What is it?
Eosinophilic esophagitis (EoE) is a chronic disorder. In patients who have EoE the esophagus (food pipe) becomes inflamed, swollen, and scarred. EoE is caused by a chronic "allergic" reaction to food, fluid, or inhaled and swallowed allergens. EoE may prevent food from going smoothly into the stomach.
What are the symptoms?
EoE leads to a feeling of food sticking, reflux, chest fullness or pain. When a bite of food is bigger than the size of the food pipe, food becomes stuck and obstructs the pipe. If the food does not pass, then an urgent procedure, called an endoscopy, is needed to remove the food.
How is it diagnosed?
Biopsies are taken during an endoscopy. An endoscopy is a sedated procedure where a flexible camera scope is put down the food pipe to look at the lining. Biopsies are required to confirm EoE.
Is there a cure?
Like allergies or asthma there is no cure for EoE. EoE that is not treated can lead to scarring and narrowing of the food pipe. Early treatment may prevent more problems with swallowing.
What is the treatment?
Treatment for EoE:
The first treatment is a twice a day dose of a proton pump inhibitor medicine (PPI) to suppress acid and treat reflux. If you respond to this, then ongoing treatment with a PPI is fine.

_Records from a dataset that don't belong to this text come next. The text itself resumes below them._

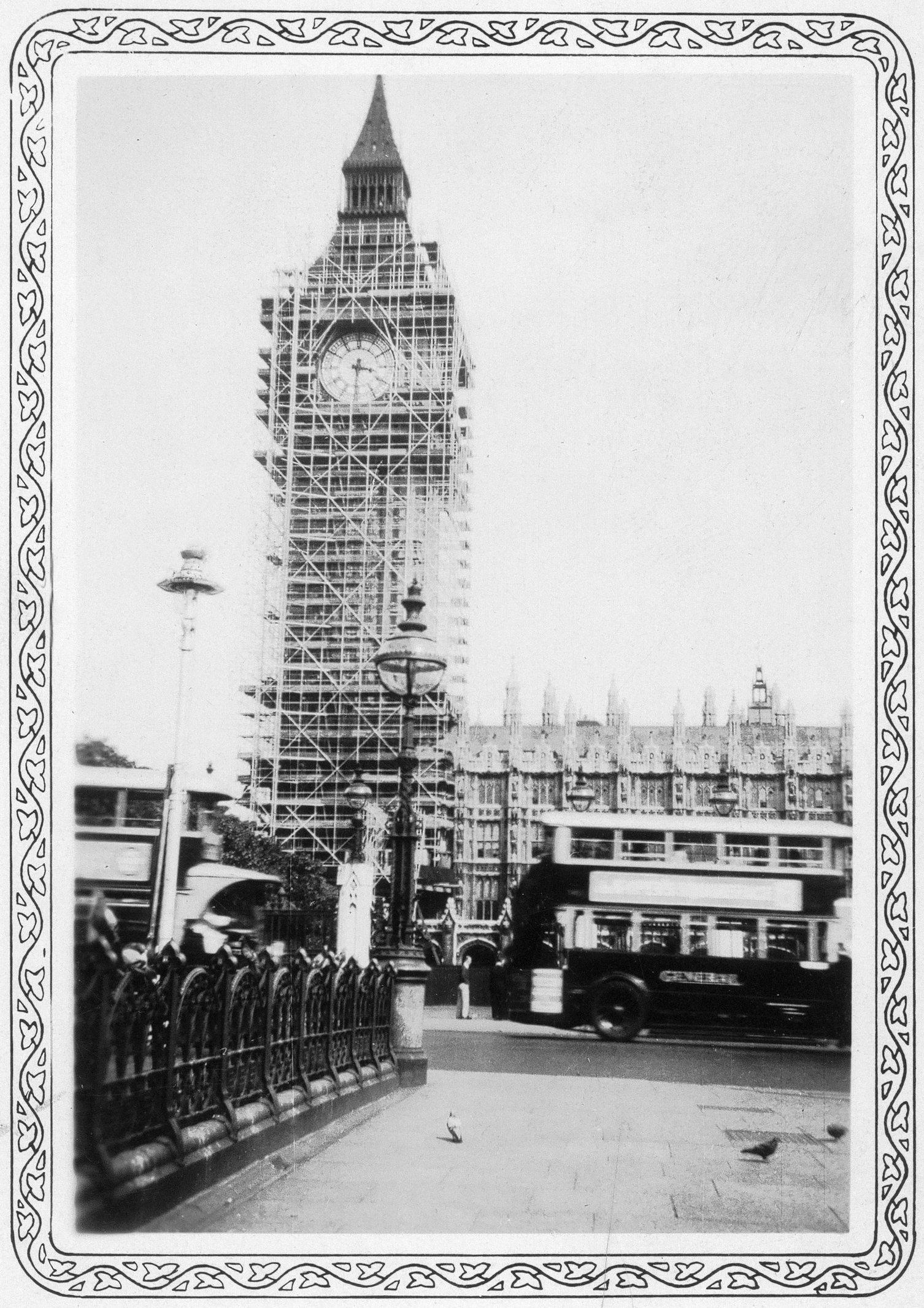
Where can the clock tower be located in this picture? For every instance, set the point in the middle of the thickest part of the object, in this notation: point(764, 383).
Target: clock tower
point(368, 452)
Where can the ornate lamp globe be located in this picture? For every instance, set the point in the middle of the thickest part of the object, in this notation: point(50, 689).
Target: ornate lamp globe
point(190, 576)
point(724, 798)
point(582, 794)
point(409, 662)
point(358, 793)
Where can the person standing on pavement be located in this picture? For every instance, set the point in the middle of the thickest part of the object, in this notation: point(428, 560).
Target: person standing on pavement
point(464, 996)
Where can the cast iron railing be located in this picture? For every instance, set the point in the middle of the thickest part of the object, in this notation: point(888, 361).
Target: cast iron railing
point(163, 1045)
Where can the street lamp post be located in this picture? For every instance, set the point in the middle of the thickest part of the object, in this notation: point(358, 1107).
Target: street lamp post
point(358, 796)
point(189, 582)
point(582, 794)
point(724, 798)
point(409, 666)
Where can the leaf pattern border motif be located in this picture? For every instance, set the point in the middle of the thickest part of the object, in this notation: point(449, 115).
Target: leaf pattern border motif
point(68, 32)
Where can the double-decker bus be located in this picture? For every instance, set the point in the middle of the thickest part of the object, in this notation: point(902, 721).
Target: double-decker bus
point(118, 817)
point(631, 921)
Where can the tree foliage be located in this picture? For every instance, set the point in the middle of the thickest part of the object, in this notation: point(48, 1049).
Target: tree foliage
point(304, 885)
point(101, 754)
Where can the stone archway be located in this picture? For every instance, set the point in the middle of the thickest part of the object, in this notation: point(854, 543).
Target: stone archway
point(483, 954)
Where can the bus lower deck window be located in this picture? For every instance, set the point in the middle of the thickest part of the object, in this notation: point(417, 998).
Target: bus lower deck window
point(660, 936)
point(614, 933)
point(699, 937)
point(736, 938)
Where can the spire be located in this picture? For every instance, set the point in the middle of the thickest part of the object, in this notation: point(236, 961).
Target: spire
point(569, 717)
point(550, 707)
point(613, 706)
point(512, 715)
point(710, 708)
point(376, 182)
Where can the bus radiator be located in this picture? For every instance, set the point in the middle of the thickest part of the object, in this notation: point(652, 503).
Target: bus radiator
point(546, 985)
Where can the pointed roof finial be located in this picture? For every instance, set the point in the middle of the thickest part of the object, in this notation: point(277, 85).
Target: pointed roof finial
point(376, 144)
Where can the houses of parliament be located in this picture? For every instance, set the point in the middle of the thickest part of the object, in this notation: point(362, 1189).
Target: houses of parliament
point(509, 774)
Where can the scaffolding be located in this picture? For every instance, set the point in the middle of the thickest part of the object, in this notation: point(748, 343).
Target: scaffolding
point(368, 454)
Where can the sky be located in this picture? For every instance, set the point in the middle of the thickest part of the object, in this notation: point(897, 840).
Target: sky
point(655, 274)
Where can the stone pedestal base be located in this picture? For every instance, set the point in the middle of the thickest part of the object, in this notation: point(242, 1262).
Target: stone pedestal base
point(407, 1014)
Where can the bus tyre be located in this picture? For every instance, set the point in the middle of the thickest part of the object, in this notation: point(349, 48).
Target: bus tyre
point(618, 1010)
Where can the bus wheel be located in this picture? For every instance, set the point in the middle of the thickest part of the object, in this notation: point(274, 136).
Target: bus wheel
point(618, 1010)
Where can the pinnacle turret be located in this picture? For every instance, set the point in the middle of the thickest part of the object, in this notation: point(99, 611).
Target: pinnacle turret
point(376, 182)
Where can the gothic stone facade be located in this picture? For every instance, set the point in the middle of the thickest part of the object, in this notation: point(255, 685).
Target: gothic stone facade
point(507, 776)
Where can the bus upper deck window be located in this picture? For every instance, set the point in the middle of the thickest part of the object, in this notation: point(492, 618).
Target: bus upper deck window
point(800, 852)
point(96, 806)
point(695, 847)
point(788, 941)
point(698, 937)
point(144, 807)
point(592, 844)
point(643, 845)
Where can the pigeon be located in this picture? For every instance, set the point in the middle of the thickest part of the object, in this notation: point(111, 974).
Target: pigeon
point(764, 1148)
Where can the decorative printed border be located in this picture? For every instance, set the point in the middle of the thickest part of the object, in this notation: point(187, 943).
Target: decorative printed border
point(71, 32)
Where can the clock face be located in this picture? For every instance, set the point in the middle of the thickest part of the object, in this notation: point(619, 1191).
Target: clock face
point(358, 368)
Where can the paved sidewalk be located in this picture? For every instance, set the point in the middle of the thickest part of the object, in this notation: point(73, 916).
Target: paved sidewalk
point(549, 1154)
point(480, 1022)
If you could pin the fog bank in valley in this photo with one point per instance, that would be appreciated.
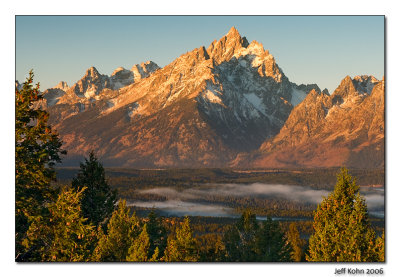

You may need topical swallowed steroids to improve swelling.
Endoscopic dilation may be needed to stretch and dilate the food pipe if medicine doesn’t treat your symptoms.
A six-food elimination diet (6-FED) is recommended. This diet gets rid of 6 common food groups that trigger the swelling (dairy, wheat, eggs, nuts, soy, seafood). Food groups are brought back into the diet one at a time. Refer to Health Facts for You #553.
Cut small pieces and chew food well before trying to swallow. This will help food go smoothly down the food pipe into the stomach. Problem foods such as grisly meats, dry foods, raw vegetables and fruits should be eaten with care.
Follow up depends on the treatment program. In most cases, follow up will be after 2 months post-treatment. Track your trouble with eating and drinking, changes in weight, chest pain, or reflux.